Because none of them have officially signed and been cleared, Venables couldn’t talk about them individually but did say why it was so imperative to keep adding following spring practice.
“We needed depth. We need depth at that position,” said Venables at quarterback. “We need some guys to come in and compete and make everyone better. I think we added value in doing so. Experience was critical to help to give some time to other guys to grow and mature as well. We definitely made ourselves better there.”
He said the experience at receiver was a huge reason why the Sooners looked in that direction, too.
Here comes the next wave
OU fans got a taste of what the 2022 class can bring to the table during the spring with the mid-year enrollees. Here comes the rest of them, anchored by proven metrics like length and speed.
If the track season taught OU fans anything, it’s that they have every right to be fired up about the group set to arrive in the next week.
“Length and speed, those are both — that will never change in this game,” Venables said. “Certainly, you want guys to be good football players, which they both are. They are amazing football players. The freakiness of both of them — Sawchuk, he takes fast. You thought Gentry Williams was fast.
“And then the freakiness of Jayden Rowe. He’s all of 6-3, might be closer to 6-4, he’s 220 pounds. So we’ll have a dilemma on our hands. Where do we put this guy? What a great problem to have because literally you feel like he could potentially fill in at a lot of different places. So it gives you a lot of flexibility with his size and his speed.”

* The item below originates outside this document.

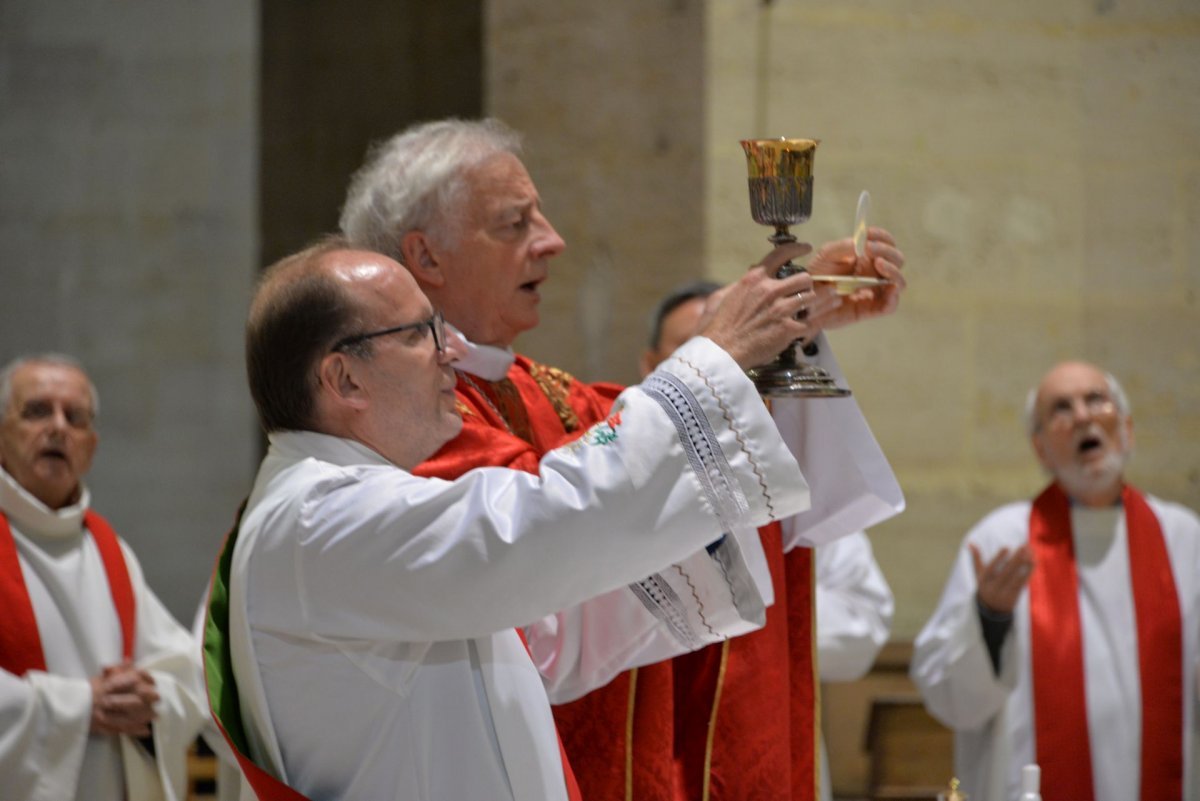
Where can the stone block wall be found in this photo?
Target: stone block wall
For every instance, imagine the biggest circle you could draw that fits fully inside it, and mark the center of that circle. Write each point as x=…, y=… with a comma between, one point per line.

The speed of those guys. The size and physicality of offensive tackles Jake Taylor and Jacob Sexton. The raw potential of someone like defensive end R Mason Thomas. There is a lot to like at various positions with the new batch.
Moser adds two more
There are still two open scholarship spots for Moser, but there is zero panic from the staff because they know they hit a couple of home runs in the last month.
OU hosted under the radar high school center Luke Northweather and Nevada transfer guard Grant Sherfield on official visits during spring football game weekend.
It took a while for it all to be official, but Northweather and Sherfield are both Sooners. Northweather committed the following week and was announced as signed earlier this week.
The Missouri Gatorade Player of the Year averaged 29 points and 11 rebounds per game as a senior and picked OU over Missouri and Wisconsin, among others.
“I’m really excited about him,” Moser said. “He is a prototypical, versatile five. He can really shoot. He’s mobile. He’s already 235 (pounds). He’s really skilled. He didn’t play on the shoe circuit. I think that’s why he didn’t get seen as much. That benefited us. I really like him a lot. He’s a high-level, character kid. I think he’s really skilled.”
Then the news broke this week about Sherfield deciding to withdraw from the NBA Draft and transfer to the Sooners.
Sherfield had been going through the process, and OU stayed in constant communication with him. It’s a balancing act, but one that paid off for OU and Moser when Sherfield made the call.
He averaged more than 19 points and six assists per game last season.
“We signed Grant Sherfield, who I think is just a high-level player,” Moser said. “He can obviously score the ball. He was fifth in the country in assists and averaged more than four rebounds. He’s a great kid. Very versatile and dynamic offensively. We needed that. We had some holes to fill.”
Northweather and Sherfield are added to George Washington transfer Joe Bamisile as OU is addressing its needs for scoring and shooting. Sherfield and Bamisile are both two-time transfers, so a waiver will be necessary for them to be eligible for the 2022-23 season.